Suskind, who claims the National Security Council discussed an occupation of Iraq in January and February of 2001, tells 60 Minutes that O'Neill was given briefing materials labeled "Plan for post-Saddam Iraq."

President Bush, who justified the Iraq war partly by arguing the Sept. 11 attacks made preemptive attacks necessary, responded to O'Neill's claims on Monday.

"First let me say, I appreciate former Secretary O'Neill's service to our country," Mr. Bush said during a joint news conference with Mexican President Vicente Fox. "We worked together during some difficult times."

"Sept. 11 made me realize that America was no longer protected by oceans, and we had to take our threats very seriously no matter where they may be materializing," Mr. Bush said. "The stated policy of my administration towards Saddam Hussein was very clear.

"Like the previous administration, we were for regime change."

Presidential spokesman Scott McClellan would not confirm or deny that the White House began Iraq war planning early in Mr. Bush's term. But, he said, Saddam "was a threat to peace and stability before September 11th, and even more of a threat after September 11."

O'Neill was fired in December 2002 when Mr. Bush decided he needed a more forceful spokesman to push a new round of tax cuts through Congress.

CBS News Correspondent Bill Plante reports some administration officials have attacked O'Neill, calling his charges "sour grapes" over his termination.

"No one ever listened to the crazy things he said before, why should we start now?" said one.

O'Neill had publicly questioned the need for new tax cuts given signs that the economy was starting to rebound. He had also made several high-profile gaffes, including one that hurt the dollar in world markets, and been out of the country during two stock market plunges.

"It appears that the world according to Mr. O'Neill is more about trying to justify his own opinions than looking at the reality of the results we are achieving on behalf of the American people," McClellan said in Texas, where the president is staying at his ranch.

The official American government stance on Iraq, dating to the administration of President Clinton, was that the United States sought to oust Saddam.

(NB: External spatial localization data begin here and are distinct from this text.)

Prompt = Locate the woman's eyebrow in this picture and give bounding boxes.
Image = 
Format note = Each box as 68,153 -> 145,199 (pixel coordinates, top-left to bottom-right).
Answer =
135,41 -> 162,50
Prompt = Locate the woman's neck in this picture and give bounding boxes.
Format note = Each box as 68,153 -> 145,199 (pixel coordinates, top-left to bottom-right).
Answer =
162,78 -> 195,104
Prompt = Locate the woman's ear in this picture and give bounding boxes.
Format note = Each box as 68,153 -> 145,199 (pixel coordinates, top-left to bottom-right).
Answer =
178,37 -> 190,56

But O'Neill said the Bush team's approach troubled him.

"For me, the notion of pre-emption, that the U.S. has the unilateral right to do whatever we decide to do, is a really huge leap," he said.

In an interview with Time magazine, O'Neill said he saw only "allegations and assertions" about Iraq's weapons programs during his tenure.

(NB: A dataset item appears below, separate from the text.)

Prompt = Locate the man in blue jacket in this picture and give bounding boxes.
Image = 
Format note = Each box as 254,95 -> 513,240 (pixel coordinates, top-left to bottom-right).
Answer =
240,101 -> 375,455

"To me there is a difference between real evidence and everything else. And I never saw anything in the intelligence that I would characterize as real evidence," he said.

A top U.S. administration official told Time that O'Neill was not in a position to have seen the intelligence on weapons of mass destruction because access to it was limited.

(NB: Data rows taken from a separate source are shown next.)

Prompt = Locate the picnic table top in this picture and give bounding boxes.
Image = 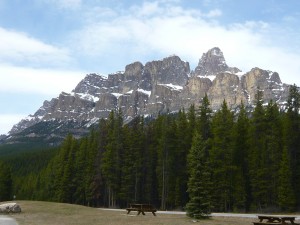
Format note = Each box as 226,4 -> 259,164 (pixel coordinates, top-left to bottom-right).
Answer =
254,215 -> 298,225
258,215 -> 296,220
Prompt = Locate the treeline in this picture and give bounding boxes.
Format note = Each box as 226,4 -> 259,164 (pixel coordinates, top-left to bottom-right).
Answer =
2,85 -> 300,213
0,148 -> 57,201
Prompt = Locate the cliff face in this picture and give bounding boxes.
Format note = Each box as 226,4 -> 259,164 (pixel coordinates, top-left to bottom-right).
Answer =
6,47 -> 290,144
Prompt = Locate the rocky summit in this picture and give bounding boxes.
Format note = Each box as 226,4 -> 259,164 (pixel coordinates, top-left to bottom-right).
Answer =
3,47 -> 290,145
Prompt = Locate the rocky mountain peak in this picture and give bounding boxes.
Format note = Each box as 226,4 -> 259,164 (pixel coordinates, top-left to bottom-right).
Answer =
194,47 -> 241,76
4,47 -> 291,145
124,61 -> 144,81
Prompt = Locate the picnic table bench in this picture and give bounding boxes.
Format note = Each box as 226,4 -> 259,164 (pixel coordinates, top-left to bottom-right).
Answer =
126,204 -> 157,216
253,215 -> 299,225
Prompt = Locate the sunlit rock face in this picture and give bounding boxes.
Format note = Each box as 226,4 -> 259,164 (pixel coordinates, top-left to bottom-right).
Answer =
7,47 -> 290,144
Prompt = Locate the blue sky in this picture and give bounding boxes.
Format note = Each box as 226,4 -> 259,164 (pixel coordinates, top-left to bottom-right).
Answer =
0,0 -> 300,134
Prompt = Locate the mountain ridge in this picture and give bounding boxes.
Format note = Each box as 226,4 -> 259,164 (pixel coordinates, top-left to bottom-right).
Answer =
2,47 -> 291,145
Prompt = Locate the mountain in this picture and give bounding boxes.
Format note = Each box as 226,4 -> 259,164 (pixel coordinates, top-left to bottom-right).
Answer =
2,47 -> 290,145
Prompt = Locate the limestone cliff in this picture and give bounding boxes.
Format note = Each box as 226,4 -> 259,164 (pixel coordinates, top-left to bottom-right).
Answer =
6,47 -> 291,144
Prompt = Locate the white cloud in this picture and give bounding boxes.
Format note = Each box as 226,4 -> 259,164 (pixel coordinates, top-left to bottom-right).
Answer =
0,114 -> 26,135
0,65 -> 85,95
0,65 -> 85,135
132,1 -> 162,17
42,0 -> 82,10
70,1 -> 300,86
205,9 -> 222,18
0,27 -> 72,67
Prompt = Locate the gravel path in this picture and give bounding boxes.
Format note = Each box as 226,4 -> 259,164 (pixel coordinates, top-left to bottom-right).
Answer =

However, around the time O'Neill say the National Security Council began discussing Iraq in February 2001, Secretary of State Colin Powell told reporters that Saddam "has not developed any significant capability with respect to weapons of mass destruction."

On Feb. 16, 2001 — barely a month into the Bush presidency — U.S. and British planes launched significant air strikes on Iraq, claiming violations of the no-fly zone in southern Iraq.

Prime Minister Tony Blair's official spokesman, responding to O'Neill's claim, said Britain and the United States wanted to resolve the crisis in Iraq peacefully and were not intent on war.

Since the U.S. invaded Iraq last March, nearly 500 U.S. soldiers have died and no weapons of mass destruction have been reported found.

The Bush administration has never accused Saddam of a role in the Sept. 11 attacks, but has repeatedly suggested the attacks necessitated a new, more forceful foreign policy.

For example, last October, Mr. Bush told a crowd in New Hampshire: "America must not forget the lessons of September 11th … Our security requires constant vigilance and decisive action. I believe America has only one option: We must fight this war until the work is done."

"We're fighting on many fronts, and Iraq is now the central front," Mr. Bush said.